You are my favorite "poster" for your wittiness. Now I see you are an organized and pragmatic person, too.
Here are a few more thoughts I had....
Check sway bar nuts and bolts, especially on the front where the sway bar bolts to the aluminum a-arm.
Make sure your brake lines have enough length in them when your suspension is fully extended
Check wheel lug nuts with torque wrench
Check tires for excessive wear, flat-spots, cuts and bad/worn/cracked valve stems
Check wheels for cracks, especially around the spokes. This is even true of heavily used CCWs.
If pulling tranny/torque tube out of car for other maintenance, check around the bolt holes on the clutch pressure plate for cracking. Once you get to 40-50 track days, if you pick up a vibration in your car that varies with the clutch in and out, I would bet the pressure plate is beginning to get cracks around the bolt holes.
Add Redline Water Wetter to radiator
Tape up wheel weights with duct tape or that shiney silver/heat-reflective tape so when the wheel weight adhesive melts from the rotor heat that they don't fall off your wheel
Tape up the rocker panels below the doors and behind the doors go has high-up and all around the rear brake ducts. On tracks with debris and gravel, this is where 95+% of the paint chipping will occur.
Make sure transponder, if any, is secured by at least two tie-straps, plus some tape is recommended, too.
Make sure windows and mirrors are clean and not smudged, etc.
Adjust mirrors
Make sure seat back is up-right and seat is close enough that you can reach the steering wheel with bent arms at the elbows. You will have much better car control this way.
Camera batteries charged and extra tapes if you are doing in-car video.
Don't use DVD or hard drive cameras. They don't record properly in the high G-force environment of the track.
With the car on jacks, wiggle the wheels.

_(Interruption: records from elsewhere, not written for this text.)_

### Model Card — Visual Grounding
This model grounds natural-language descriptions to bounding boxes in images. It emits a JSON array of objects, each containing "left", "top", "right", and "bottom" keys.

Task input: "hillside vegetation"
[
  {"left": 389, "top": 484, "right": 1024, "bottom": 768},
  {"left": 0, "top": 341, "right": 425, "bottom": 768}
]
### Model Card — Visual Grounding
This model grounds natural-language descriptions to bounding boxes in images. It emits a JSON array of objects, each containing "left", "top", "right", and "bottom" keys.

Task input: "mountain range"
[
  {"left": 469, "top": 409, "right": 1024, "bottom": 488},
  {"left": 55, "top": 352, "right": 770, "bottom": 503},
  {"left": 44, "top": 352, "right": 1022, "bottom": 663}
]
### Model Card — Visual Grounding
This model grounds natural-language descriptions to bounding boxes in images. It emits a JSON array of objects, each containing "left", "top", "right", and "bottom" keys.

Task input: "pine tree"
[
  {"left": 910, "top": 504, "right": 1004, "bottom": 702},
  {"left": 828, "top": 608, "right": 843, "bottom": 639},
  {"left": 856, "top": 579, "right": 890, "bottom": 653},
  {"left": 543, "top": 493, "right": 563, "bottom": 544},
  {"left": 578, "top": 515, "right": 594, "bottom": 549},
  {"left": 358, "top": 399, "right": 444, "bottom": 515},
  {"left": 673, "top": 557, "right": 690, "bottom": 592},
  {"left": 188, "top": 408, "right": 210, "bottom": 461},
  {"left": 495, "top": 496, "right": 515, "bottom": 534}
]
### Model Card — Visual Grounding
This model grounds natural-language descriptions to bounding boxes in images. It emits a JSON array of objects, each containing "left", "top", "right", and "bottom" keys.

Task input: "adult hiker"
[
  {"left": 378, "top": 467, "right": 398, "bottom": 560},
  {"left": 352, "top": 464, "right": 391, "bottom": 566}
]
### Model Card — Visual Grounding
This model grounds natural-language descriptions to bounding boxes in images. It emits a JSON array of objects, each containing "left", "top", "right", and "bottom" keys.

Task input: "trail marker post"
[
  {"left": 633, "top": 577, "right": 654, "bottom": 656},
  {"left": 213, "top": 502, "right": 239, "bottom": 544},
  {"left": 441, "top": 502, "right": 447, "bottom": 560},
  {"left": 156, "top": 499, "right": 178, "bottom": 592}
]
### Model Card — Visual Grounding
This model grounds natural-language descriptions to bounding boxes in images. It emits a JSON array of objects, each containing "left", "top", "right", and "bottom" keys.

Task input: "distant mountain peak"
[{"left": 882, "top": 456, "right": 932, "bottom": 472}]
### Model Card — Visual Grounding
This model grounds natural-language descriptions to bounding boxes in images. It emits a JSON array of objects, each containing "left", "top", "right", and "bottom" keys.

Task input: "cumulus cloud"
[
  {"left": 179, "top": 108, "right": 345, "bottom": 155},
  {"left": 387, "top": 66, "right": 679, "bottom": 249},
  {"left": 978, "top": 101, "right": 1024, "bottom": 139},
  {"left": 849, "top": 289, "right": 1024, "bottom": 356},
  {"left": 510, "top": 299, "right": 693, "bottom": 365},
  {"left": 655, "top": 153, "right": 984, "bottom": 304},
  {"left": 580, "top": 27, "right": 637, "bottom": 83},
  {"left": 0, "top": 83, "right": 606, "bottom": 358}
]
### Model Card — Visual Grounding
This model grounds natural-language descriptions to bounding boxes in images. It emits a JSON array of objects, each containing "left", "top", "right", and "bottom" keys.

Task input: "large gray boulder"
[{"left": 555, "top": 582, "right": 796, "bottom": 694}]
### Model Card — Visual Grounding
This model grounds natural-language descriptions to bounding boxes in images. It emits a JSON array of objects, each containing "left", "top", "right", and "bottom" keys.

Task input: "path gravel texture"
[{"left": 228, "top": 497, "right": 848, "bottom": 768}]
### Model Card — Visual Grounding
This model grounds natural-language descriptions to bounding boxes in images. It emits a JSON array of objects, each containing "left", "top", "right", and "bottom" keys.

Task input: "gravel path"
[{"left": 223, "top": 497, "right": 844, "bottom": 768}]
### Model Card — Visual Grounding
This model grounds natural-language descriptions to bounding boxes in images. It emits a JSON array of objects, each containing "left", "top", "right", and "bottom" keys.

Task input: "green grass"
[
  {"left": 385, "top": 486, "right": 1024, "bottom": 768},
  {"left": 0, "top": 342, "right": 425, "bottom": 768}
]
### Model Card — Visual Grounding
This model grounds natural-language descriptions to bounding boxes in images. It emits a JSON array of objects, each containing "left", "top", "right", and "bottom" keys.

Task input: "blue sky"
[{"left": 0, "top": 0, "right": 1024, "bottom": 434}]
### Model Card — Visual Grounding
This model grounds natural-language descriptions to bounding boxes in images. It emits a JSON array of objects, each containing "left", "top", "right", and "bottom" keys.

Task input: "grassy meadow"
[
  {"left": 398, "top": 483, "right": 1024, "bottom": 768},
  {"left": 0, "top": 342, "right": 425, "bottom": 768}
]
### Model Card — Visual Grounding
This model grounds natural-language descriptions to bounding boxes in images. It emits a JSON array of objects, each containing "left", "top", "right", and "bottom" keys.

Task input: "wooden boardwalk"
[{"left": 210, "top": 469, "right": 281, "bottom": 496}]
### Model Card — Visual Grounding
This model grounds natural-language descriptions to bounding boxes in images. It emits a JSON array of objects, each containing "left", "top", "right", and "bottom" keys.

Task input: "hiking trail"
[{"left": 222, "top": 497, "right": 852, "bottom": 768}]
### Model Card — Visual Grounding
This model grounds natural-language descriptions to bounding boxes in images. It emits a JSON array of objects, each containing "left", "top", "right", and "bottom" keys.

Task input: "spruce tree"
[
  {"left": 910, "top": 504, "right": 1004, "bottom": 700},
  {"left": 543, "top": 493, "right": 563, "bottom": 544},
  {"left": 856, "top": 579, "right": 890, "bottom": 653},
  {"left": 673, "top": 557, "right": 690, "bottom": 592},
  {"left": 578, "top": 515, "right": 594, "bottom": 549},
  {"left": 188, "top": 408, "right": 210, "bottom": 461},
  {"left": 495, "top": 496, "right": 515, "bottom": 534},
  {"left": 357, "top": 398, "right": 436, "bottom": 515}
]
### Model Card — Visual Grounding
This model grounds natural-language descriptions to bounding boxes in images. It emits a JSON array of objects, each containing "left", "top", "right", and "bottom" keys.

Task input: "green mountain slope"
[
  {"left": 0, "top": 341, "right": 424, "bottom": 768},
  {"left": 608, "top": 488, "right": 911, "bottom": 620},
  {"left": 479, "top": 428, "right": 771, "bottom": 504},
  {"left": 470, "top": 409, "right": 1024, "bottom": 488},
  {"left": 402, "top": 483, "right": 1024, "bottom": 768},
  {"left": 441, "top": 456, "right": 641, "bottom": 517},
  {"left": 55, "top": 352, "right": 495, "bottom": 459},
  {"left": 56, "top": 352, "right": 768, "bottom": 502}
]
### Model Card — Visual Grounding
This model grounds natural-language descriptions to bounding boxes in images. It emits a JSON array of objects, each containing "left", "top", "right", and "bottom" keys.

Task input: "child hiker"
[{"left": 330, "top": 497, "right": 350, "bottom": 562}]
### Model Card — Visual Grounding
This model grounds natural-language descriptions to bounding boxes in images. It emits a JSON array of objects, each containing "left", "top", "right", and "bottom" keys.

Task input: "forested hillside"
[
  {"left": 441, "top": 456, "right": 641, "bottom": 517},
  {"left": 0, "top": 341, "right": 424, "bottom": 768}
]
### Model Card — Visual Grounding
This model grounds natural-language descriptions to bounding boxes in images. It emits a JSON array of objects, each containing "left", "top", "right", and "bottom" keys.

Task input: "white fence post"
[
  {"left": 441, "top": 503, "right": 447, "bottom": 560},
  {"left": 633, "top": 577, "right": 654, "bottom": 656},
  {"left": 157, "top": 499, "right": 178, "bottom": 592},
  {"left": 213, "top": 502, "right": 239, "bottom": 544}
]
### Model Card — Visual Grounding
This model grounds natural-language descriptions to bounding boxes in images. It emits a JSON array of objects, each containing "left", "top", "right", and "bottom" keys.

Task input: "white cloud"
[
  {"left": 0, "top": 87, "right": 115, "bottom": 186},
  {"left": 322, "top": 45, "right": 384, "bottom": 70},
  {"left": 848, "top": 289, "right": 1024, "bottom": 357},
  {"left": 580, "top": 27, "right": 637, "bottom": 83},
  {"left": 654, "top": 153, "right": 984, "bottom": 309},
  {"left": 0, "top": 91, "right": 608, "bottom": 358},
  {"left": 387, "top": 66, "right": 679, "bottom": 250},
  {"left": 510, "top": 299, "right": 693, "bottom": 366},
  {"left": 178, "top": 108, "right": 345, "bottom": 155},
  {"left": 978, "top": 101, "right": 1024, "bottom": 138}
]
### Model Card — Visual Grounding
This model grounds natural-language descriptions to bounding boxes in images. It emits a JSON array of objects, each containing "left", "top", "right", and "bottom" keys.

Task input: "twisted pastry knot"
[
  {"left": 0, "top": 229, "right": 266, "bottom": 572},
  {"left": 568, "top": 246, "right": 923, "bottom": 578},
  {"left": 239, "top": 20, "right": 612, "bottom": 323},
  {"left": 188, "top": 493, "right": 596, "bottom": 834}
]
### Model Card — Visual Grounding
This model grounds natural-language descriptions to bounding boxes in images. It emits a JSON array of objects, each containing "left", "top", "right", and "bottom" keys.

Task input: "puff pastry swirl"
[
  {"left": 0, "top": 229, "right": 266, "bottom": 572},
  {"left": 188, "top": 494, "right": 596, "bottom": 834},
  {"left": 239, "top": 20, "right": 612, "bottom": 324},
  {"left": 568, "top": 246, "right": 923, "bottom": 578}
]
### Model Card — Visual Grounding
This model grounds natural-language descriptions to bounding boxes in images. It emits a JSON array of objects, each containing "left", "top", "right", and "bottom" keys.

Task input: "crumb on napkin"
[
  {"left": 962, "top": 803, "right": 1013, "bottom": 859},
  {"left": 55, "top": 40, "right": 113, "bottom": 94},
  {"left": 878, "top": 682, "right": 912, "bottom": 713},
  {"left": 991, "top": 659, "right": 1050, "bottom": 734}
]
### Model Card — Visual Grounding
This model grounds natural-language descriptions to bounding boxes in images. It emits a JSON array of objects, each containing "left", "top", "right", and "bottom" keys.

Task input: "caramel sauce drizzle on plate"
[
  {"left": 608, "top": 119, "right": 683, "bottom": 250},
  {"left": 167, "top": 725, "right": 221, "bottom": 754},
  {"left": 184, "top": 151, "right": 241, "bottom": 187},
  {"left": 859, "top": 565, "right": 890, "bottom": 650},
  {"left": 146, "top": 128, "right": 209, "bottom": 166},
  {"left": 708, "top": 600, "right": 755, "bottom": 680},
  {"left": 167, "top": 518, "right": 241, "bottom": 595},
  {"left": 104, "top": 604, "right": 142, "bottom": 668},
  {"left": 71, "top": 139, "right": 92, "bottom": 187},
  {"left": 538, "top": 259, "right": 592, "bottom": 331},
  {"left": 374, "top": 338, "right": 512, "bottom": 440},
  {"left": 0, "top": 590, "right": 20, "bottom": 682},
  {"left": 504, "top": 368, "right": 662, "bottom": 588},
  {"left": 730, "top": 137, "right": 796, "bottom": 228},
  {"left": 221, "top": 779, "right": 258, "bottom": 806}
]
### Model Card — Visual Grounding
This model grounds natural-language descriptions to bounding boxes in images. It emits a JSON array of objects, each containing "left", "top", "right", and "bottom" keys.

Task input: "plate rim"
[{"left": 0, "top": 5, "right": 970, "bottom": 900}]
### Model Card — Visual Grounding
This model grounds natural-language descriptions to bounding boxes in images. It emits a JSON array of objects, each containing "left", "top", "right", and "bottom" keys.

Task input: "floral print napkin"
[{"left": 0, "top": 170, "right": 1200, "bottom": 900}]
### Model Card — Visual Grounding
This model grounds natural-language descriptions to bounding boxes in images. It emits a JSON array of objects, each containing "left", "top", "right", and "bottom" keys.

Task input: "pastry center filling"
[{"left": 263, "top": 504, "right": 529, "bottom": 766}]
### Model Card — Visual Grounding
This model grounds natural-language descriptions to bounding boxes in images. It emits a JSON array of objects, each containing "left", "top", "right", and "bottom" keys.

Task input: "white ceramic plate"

If they have some play and move back & forth with your hands at 6 and 12 o'clock, you probably have bad wheel bearings. If they show some play with your hands at 3 and 9 o'clock, you probably have worn tie-rod end-links
Check rotors for cracks, especially the front rotors
Thank your spouse profusely for his or her support in letting you go do a stupidly expensive endeavor.
Yeah ... I now carry one of those, along with spare caliper bolts and caliper bracket bolts and caliper pins.
Thanks for keeping up the list, Vant ...
Suggest adding "spare set of keys" to checklist ... strongly suggested ...
If we are now going to consider spare parts, my list gets longer. I typically carried a box of spare parts including those listed above and:
- front and rear wheel hubs
- short and long 02 sensors
- knock sensor
- spark plugs
- spark plug wires
- fuel filter
- fuel injector set
Probably a couple other odds and ends I can't remember. However, for a DE, I'd consider most of these spare parts overkill.